When I was a teenager, I played golf pretty regularly with a couple of friends. Two great parts of our game was the “mulligan” and the “gimme.” Most will know what they are. A “mulligan” is getting a free hit on the tee, and a “gimme” is getting a free putt into the hole from a reasonable distance. My friends didn’t have to give either to me, but they would because they wanted to make sure that I would give them a “mulligan” or “gimme” when they needed it. Although it was purely selfish on our part (to receive the same benefit when needed), the “mulligan” and the “gimme” were acts of kindness, compassion, and forgiveness.
“And be kind to one another, tenderhearted, forgiving one another, even as God in Christ forgave you.” (Ephesians 4:32, NKJV)
God offers kindness, compassion, and forgiveness to sinners. God expresses His heart for those near and far from Him with these transforming characteristics. If you are a follower of Jesus, you can describe each experience of God’s heartfelt work in your life. And He expects those of us who have experienced God’s kindness, compassion, and forgiveness to show those same characteristics in our relationships. God expects us to do more than what is normal or natural. He has equipped us with His presence to shape our life and relate to others in a powerful way that is more than the norm.
As a new creation in Jesus Christ, we now have a new way of life, supernaturally powered by the Spirit of God. God has poured out His love into our hearts so that we live in a state of contentment as His children. As God’s people, we have been sealed by the Spirit so that we become more and more like Jesus. The Spirit of God leads us so that we reflect God’s character in our relationships.

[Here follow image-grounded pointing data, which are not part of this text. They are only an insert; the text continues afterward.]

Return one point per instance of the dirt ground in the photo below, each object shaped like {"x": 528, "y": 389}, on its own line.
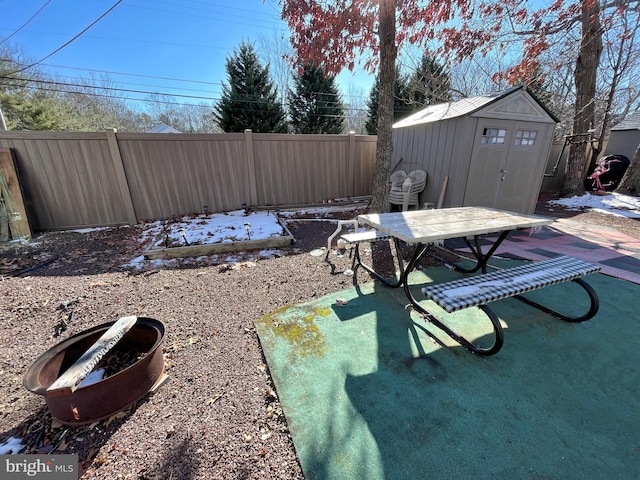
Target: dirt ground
{"x": 218, "y": 416}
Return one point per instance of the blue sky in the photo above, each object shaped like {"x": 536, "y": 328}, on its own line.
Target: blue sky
{"x": 147, "y": 39}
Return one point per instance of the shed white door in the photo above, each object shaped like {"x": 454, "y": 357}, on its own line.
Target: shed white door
{"x": 505, "y": 165}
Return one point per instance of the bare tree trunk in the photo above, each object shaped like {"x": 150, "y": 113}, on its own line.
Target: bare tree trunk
{"x": 585, "y": 76}
{"x": 384, "y": 147}
{"x": 630, "y": 183}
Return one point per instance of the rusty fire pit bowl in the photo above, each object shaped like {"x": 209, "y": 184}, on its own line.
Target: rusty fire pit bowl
{"x": 110, "y": 395}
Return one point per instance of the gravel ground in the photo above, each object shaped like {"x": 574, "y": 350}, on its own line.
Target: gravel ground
{"x": 218, "y": 416}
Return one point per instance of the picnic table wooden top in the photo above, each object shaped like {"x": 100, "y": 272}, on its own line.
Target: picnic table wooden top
{"x": 427, "y": 226}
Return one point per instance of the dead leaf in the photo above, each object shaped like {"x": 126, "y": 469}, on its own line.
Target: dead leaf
{"x": 115, "y": 416}
{"x": 212, "y": 400}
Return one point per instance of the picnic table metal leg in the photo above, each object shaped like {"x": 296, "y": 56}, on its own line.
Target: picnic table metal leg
{"x": 476, "y": 249}
{"x": 593, "y": 307}
{"x": 497, "y": 328}
{"x": 481, "y": 258}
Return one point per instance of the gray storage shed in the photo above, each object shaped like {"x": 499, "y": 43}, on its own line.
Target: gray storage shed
{"x": 625, "y": 137}
{"x": 493, "y": 148}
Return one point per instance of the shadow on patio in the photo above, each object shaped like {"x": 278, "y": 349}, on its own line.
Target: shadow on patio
{"x": 372, "y": 391}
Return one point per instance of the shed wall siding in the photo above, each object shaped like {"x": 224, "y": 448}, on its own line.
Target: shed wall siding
{"x": 623, "y": 142}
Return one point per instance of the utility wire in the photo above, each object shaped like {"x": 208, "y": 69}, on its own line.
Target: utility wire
{"x": 71, "y": 40}
{"x": 27, "y": 22}
{"x": 3, "y": 82}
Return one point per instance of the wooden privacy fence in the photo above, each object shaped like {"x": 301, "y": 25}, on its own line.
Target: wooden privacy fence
{"x": 73, "y": 180}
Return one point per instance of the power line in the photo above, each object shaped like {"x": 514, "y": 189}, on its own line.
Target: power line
{"x": 27, "y": 22}
{"x": 4, "y": 82}
{"x": 71, "y": 40}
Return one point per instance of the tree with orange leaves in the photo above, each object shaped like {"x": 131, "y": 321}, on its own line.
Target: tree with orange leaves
{"x": 335, "y": 33}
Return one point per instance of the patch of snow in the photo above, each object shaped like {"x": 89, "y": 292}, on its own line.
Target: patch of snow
{"x": 612, "y": 204}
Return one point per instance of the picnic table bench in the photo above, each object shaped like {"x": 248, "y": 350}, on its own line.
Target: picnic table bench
{"x": 425, "y": 228}
{"x": 483, "y": 289}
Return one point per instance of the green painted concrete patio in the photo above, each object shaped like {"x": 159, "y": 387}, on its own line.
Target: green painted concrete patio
{"x": 372, "y": 391}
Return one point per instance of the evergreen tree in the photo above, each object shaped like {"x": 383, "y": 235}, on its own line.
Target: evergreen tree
{"x": 250, "y": 100}
{"x": 430, "y": 84}
{"x": 315, "y": 105}
{"x": 402, "y": 105}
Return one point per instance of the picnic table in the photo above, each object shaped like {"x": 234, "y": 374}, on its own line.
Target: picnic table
{"x": 424, "y": 228}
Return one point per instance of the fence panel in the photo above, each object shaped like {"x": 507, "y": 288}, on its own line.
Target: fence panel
{"x": 69, "y": 180}
{"x": 76, "y": 180}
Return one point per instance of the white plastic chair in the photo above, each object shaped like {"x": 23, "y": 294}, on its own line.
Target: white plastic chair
{"x": 396, "y": 180}
{"x": 414, "y": 183}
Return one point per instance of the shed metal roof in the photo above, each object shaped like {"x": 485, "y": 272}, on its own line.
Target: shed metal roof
{"x": 630, "y": 122}
{"x": 465, "y": 106}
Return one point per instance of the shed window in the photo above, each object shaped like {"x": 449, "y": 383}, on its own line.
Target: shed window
{"x": 526, "y": 138}
{"x": 493, "y": 136}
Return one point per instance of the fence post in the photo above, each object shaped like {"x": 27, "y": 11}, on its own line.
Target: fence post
{"x": 251, "y": 168}
{"x": 121, "y": 176}
{"x": 352, "y": 161}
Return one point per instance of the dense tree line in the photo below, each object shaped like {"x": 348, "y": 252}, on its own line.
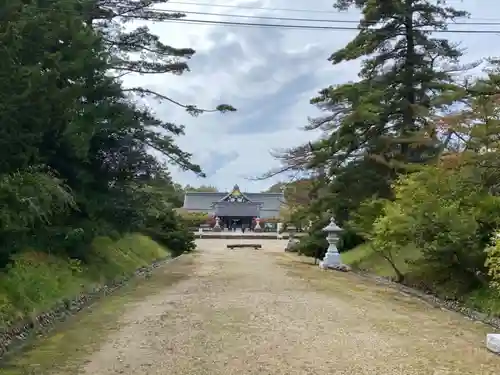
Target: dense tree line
{"x": 75, "y": 154}
{"x": 409, "y": 153}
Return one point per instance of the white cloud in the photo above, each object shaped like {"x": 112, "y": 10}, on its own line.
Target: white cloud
{"x": 269, "y": 74}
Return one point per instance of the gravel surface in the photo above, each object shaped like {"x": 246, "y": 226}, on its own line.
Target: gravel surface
{"x": 262, "y": 312}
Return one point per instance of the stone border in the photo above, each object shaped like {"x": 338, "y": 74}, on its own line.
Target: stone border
{"x": 15, "y": 337}
{"x": 450, "y": 305}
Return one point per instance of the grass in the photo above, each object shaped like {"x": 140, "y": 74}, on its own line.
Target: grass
{"x": 63, "y": 350}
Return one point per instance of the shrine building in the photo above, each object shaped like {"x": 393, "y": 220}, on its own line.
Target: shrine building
{"x": 235, "y": 206}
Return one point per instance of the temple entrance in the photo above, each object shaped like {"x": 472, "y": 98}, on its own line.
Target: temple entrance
{"x": 240, "y": 222}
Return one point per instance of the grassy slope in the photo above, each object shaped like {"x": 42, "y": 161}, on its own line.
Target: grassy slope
{"x": 364, "y": 258}
{"x": 64, "y": 350}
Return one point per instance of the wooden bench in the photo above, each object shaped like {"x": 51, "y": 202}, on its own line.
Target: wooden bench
{"x": 242, "y": 245}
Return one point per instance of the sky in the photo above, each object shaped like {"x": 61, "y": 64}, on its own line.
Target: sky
{"x": 269, "y": 75}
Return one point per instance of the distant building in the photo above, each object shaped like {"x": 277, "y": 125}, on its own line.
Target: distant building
{"x": 235, "y": 206}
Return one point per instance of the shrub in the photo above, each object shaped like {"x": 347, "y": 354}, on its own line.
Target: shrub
{"x": 314, "y": 244}
{"x": 169, "y": 230}
{"x": 493, "y": 261}
{"x": 449, "y": 216}
{"x": 36, "y": 281}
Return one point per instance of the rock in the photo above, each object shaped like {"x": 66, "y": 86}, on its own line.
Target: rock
{"x": 493, "y": 342}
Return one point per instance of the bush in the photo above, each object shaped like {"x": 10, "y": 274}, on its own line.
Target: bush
{"x": 314, "y": 244}
{"x": 195, "y": 219}
{"x": 449, "y": 216}
{"x": 493, "y": 261}
{"x": 169, "y": 230}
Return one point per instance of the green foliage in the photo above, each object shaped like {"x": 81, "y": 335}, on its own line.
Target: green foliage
{"x": 449, "y": 217}
{"x": 493, "y": 260}
{"x": 35, "y": 282}
{"x": 76, "y": 160}
{"x": 194, "y": 219}
{"x": 314, "y": 244}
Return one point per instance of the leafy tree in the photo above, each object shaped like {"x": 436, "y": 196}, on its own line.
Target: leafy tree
{"x": 449, "y": 216}
{"x": 63, "y": 110}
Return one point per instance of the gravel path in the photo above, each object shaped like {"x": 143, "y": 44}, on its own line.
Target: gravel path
{"x": 254, "y": 312}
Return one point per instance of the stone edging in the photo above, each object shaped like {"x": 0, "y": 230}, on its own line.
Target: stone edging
{"x": 450, "y": 305}
{"x": 16, "y": 337}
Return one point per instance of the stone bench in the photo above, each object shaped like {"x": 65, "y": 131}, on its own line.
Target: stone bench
{"x": 243, "y": 245}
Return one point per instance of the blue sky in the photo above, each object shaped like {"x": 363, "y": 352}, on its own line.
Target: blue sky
{"x": 269, "y": 75}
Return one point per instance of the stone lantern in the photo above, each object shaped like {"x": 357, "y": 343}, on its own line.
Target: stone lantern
{"x": 332, "y": 256}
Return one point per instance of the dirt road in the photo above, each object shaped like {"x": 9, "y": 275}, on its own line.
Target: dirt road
{"x": 264, "y": 312}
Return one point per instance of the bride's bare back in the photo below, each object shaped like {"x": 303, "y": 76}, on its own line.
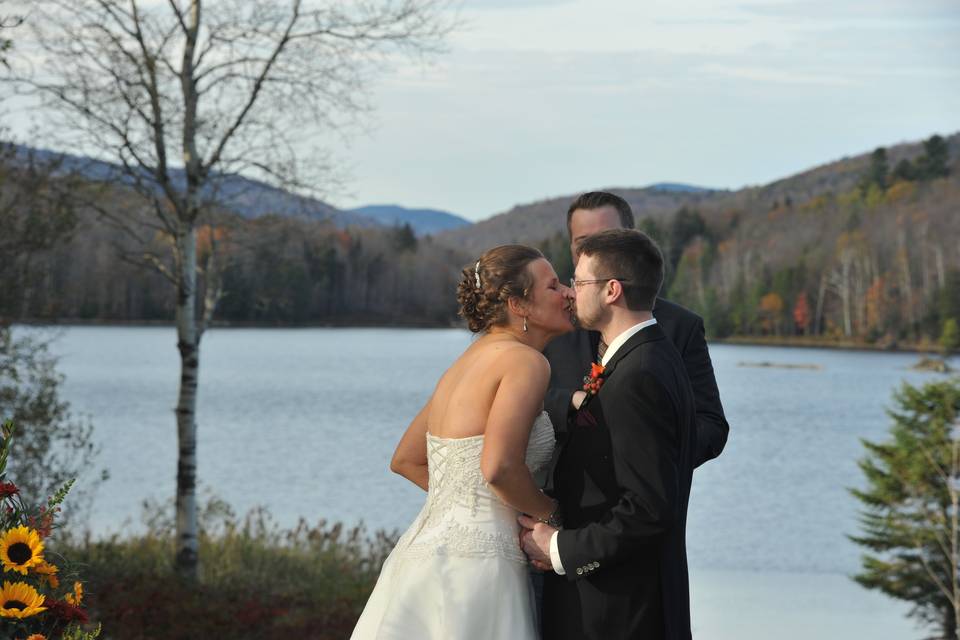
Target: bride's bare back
{"x": 463, "y": 397}
{"x": 495, "y": 389}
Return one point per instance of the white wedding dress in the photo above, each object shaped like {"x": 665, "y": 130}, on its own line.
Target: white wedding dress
{"x": 458, "y": 571}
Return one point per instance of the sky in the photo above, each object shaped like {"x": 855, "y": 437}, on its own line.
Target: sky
{"x": 540, "y": 98}
{"x": 543, "y": 98}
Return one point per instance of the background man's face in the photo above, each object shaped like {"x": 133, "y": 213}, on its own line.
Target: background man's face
{"x": 586, "y": 222}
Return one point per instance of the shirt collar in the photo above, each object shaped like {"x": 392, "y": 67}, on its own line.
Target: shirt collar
{"x": 623, "y": 337}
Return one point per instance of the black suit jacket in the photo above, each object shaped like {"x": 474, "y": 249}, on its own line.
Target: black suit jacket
{"x": 623, "y": 481}
{"x": 570, "y": 356}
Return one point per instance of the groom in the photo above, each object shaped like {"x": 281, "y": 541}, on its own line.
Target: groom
{"x": 624, "y": 469}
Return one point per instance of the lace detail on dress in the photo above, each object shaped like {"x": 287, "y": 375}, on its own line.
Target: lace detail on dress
{"x": 462, "y": 516}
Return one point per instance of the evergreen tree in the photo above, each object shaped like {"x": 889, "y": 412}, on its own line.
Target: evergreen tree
{"x": 933, "y": 162}
{"x": 911, "y": 521}
{"x": 950, "y": 337}
{"x": 877, "y": 174}
{"x": 905, "y": 171}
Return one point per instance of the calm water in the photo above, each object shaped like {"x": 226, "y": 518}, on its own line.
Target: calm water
{"x": 305, "y": 420}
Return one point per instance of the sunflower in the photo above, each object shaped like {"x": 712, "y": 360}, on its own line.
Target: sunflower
{"x": 76, "y": 597}
{"x": 20, "y": 600}
{"x": 20, "y": 549}
{"x": 48, "y": 573}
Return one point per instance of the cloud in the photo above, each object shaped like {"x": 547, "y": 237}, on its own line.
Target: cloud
{"x": 510, "y": 4}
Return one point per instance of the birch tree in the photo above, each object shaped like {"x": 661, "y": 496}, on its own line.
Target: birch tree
{"x": 180, "y": 94}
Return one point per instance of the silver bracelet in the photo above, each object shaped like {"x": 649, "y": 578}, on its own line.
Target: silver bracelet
{"x": 553, "y": 519}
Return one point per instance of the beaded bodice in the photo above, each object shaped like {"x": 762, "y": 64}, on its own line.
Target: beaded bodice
{"x": 462, "y": 516}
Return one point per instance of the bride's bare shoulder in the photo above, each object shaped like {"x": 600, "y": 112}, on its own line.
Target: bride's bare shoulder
{"x": 522, "y": 358}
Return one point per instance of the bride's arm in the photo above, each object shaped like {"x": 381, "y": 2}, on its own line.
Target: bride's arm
{"x": 410, "y": 458}
{"x": 518, "y": 401}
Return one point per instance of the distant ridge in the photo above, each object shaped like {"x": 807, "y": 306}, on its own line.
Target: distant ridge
{"x": 534, "y": 222}
{"x": 244, "y": 196}
{"x": 678, "y": 187}
{"x": 422, "y": 221}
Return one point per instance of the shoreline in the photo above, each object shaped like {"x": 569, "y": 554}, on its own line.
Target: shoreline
{"x": 804, "y": 342}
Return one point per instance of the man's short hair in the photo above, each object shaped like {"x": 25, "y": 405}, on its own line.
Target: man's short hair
{"x": 631, "y": 257}
{"x": 597, "y": 199}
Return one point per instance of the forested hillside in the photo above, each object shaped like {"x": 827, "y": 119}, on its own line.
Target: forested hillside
{"x": 863, "y": 249}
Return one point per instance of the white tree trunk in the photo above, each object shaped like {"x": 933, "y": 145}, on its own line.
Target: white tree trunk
{"x": 188, "y": 342}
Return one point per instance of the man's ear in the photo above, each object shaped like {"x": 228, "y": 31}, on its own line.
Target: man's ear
{"x": 613, "y": 291}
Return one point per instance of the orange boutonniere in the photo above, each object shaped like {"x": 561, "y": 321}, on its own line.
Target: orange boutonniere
{"x": 593, "y": 382}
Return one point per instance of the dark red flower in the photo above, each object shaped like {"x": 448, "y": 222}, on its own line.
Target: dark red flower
{"x": 65, "y": 611}
{"x": 8, "y": 489}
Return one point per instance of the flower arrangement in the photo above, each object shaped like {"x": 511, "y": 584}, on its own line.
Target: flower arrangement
{"x": 30, "y": 608}
{"x": 593, "y": 381}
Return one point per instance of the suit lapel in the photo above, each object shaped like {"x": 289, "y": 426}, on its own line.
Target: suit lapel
{"x": 647, "y": 334}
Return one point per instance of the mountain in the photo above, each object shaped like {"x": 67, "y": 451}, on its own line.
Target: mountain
{"x": 678, "y": 187}
{"x": 423, "y": 221}
{"x": 534, "y": 222}
{"x": 244, "y": 196}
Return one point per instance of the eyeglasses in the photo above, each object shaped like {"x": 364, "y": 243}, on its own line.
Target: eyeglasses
{"x": 576, "y": 284}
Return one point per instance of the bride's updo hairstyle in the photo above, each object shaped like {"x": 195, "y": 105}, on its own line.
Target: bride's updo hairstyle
{"x": 487, "y": 285}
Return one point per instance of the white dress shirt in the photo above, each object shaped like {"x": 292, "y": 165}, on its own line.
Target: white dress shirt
{"x": 611, "y": 349}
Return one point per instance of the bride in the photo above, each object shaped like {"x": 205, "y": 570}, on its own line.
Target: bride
{"x": 458, "y": 571}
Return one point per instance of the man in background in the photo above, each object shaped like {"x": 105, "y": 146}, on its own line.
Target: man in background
{"x": 570, "y": 355}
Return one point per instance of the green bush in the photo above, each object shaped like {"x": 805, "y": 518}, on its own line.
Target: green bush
{"x": 257, "y": 580}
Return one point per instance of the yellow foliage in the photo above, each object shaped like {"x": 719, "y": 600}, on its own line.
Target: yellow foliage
{"x": 901, "y": 191}
{"x": 771, "y": 303}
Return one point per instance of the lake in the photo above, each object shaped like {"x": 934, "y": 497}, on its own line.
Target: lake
{"x": 304, "y": 421}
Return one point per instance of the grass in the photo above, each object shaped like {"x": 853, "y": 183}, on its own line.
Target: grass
{"x": 257, "y": 580}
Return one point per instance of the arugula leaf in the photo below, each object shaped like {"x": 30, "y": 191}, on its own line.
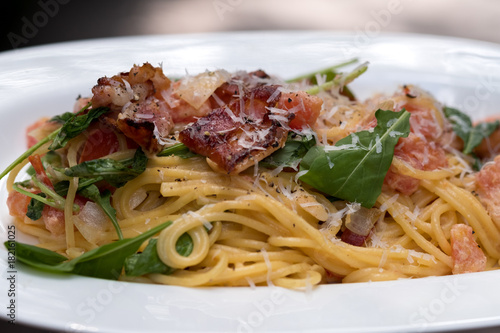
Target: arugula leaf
{"x": 104, "y": 262}
{"x": 35, "y": 256}
{"x": 354, "y": 169}
{"x": 472, "y": 136}
{"x": 35, "y": 208}
{"x": 104, "y": 201}
{"x": 149, "y": 262}
{"x": 63, "y": 118}
{"x": 116, "y": 173}
{"x": 62, "y": 187}
{"x": 478, "y": 134}
{"x": 179, "y": 149}
{"x": 291, "y": 154}
{"x": 75, "y": 125}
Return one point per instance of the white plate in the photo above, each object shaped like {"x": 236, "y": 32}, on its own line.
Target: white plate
{"x": 46, "y": 80}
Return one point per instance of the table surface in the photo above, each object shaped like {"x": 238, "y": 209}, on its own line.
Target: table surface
{"x": 31, "y": 23}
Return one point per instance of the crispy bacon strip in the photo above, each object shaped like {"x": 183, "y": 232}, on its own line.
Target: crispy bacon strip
{"x": 137, "y": 104}
{"x": 466, "y": 254}
{"x": 234, "y": 137}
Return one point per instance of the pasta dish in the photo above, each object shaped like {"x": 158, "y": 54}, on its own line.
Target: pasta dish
{"x": 245, "y": 179}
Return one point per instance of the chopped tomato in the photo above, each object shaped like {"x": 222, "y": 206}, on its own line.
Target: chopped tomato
{"x": 421, "y": 155}
{"x": 466, "y": 254}
{"x": 18, "y": 204}
{"x": 101, "y": 141}
{"x": 39, "y": 130}
{"x": 54, "y": 220}
{"x": 37, "y": 164}
{"x": 305, "y": 107}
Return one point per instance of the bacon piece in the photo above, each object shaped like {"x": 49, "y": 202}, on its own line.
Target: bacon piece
{"x": 147, "y": 123}
{"x": 137, "y": 104}
{"x": 422, "y": 149}
{"x": 305, "y": 107}
{"x": 240, "y": 84}
{"x": 236, "y": 136}
{"x": 421, "y": 155}
{"x": 488, "y": 188}
{"x": 466, "y": 254}
{"x": 136, "y": 86}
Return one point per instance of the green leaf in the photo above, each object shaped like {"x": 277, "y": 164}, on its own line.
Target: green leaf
{"x": 63, "y": 118}
{"x": 291, "y": 154}
{"x": 35, "y": 256}
{"x": 104, "y": 201}
{"x": 75, "y": 125}
{"x": 354, "y": 169}
{"x": 35, "y": 208}
{"x": 460, "y": 122}
{"x": 478, "y": 134}
{"x": 116, "y": 173}
{"x": 62, "y": 187}
{"x": 472, "y": 136}
{"x": 149, "y": 262}
{"x": 179, "y": 149}
{"x": 104, "y": 262}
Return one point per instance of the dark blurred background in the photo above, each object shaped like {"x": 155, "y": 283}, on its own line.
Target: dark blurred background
{"x": 35, "y": 22}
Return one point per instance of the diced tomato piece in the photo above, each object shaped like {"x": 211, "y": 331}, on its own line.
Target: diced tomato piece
{"x": 18, "y": 204}
{"x": 420, "y": 154}
{"x": 37, "y": 164}
{"x": 305, "y": 107}
{"x": 54, "y": 220}
{"x": 466, "y": 254}
{"x": 101, "y": 141}
{"x": 31, "y": 140}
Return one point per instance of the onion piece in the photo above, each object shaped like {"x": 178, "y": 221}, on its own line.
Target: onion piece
{"x": 92, "y": 223}
{"x": 362, "y": 221}
{"x": 195, "y": 90}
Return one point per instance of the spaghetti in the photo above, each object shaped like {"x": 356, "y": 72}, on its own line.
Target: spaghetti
{"x": 265, "y": 224}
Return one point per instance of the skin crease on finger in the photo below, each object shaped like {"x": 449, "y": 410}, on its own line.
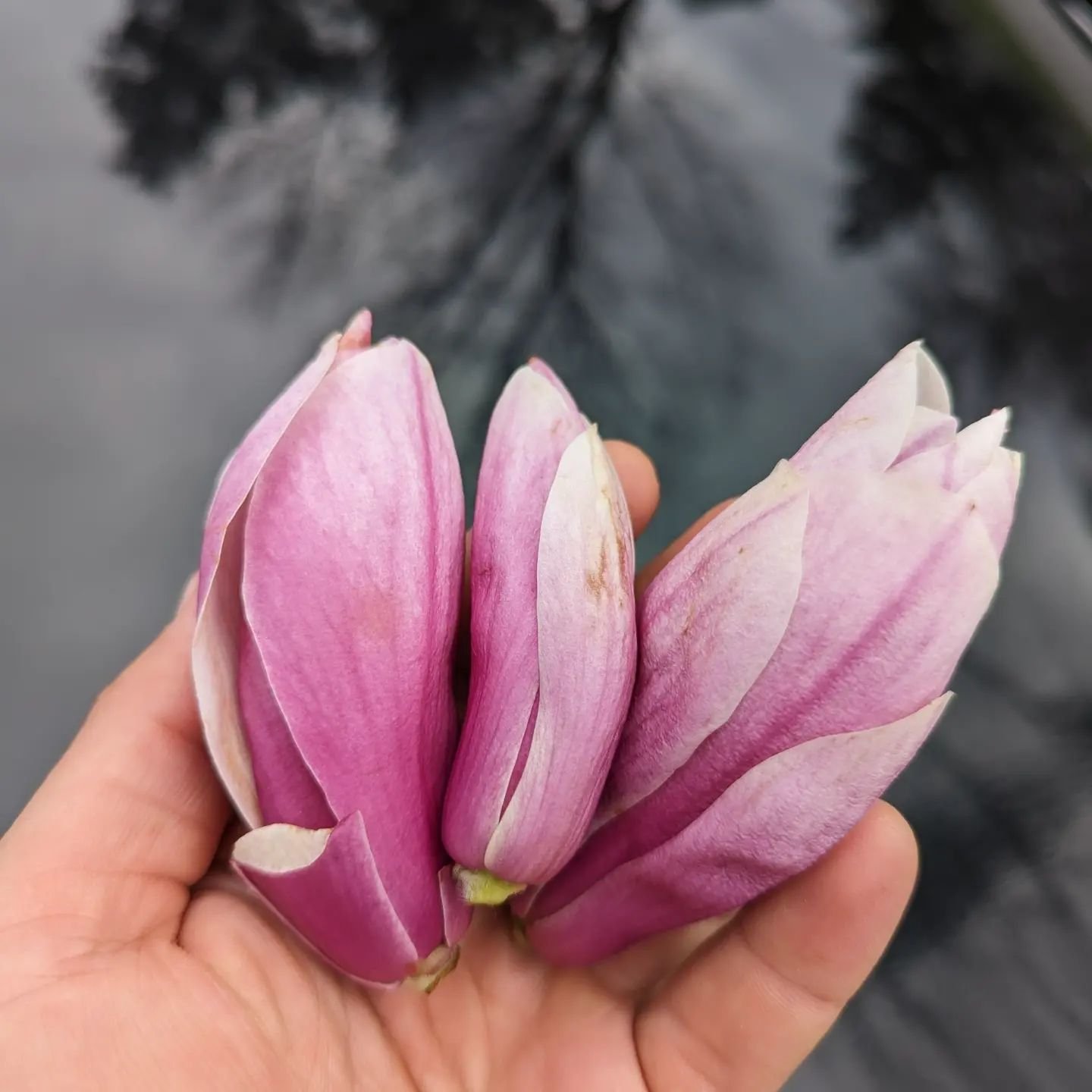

1. Immerse others in kindness.
One characteristic of God that the Spirit ignites in the soul of His people is kindness (krēstos). Kindness is the grace God gives us to be helpful, to bless, and to demonstrate love to another. Someone once wrote:
“Be kind, for everyone you meet is fighting a hard battle.”
People around us are struggling and when we respond to them with active kindness, it can make an eternal difference in their lives. Kindness doesn’t come naturally to us. It is something that the Spirit produces in us toward others.
2. Nourish others with compassion.
The Spirit ignites compassion in our hearts for others (eusplagchnos). As followers of Jesus, we deal with one another from a heart of love that feels deeply and personally what the other is going through. We need the Spirit to awaken sympathy in our hearts toward others. Compassion is more than feeling sympathy for someone. It is feeling sympathy that moves us toward another, so that we join them on their journey.
3. Fuel your relationships with forgiveness.
When faced with hurtful words and hateful actions, we must respond to others the way God has responded to us. We must forgive (charizomai). The verb here is formed from the noun for “grace.” It is the act of extending grace with another person. Rather than holding onto resentment, we must extend grace. Rather than boiling in a settled wrath, we should extend grace. Rather than clanging complaints and abusive speech, we should have our words covered in grace. The model of our forgiveness is God’s forgiveness of us as sinners. This is the forgiveness He brought to us through Jesus Christ.
Forgiving those who wound us is challenging to say the least. Our natural response is to focus on the hurt that another has caused us. The supernatural response is to focus on God’s grace to us. Forgiveness toward others then flows from the life-shaping knowledge of how God has first forgiven us. To forgive is not the same as fixing the situation completely. There’s a difference between the two. When we pave our relationship with forgiveness, the other person may not walk down the road to reconciliation. But it remains our job to forgive.
Our relationships need to be more than natural. Rather than the normal way of doing relationships where they “punch” at us and we “counter-punch” in the same way, we need to relate to people supernaturally empowered by the Holy Spirit. We need to be kind, compassionate, and forgiving.
Stop. Take a breath. And pray:
“God, as I submit to Your Spirit, will You empower me to be kind, compassionate, and forgiving to others?”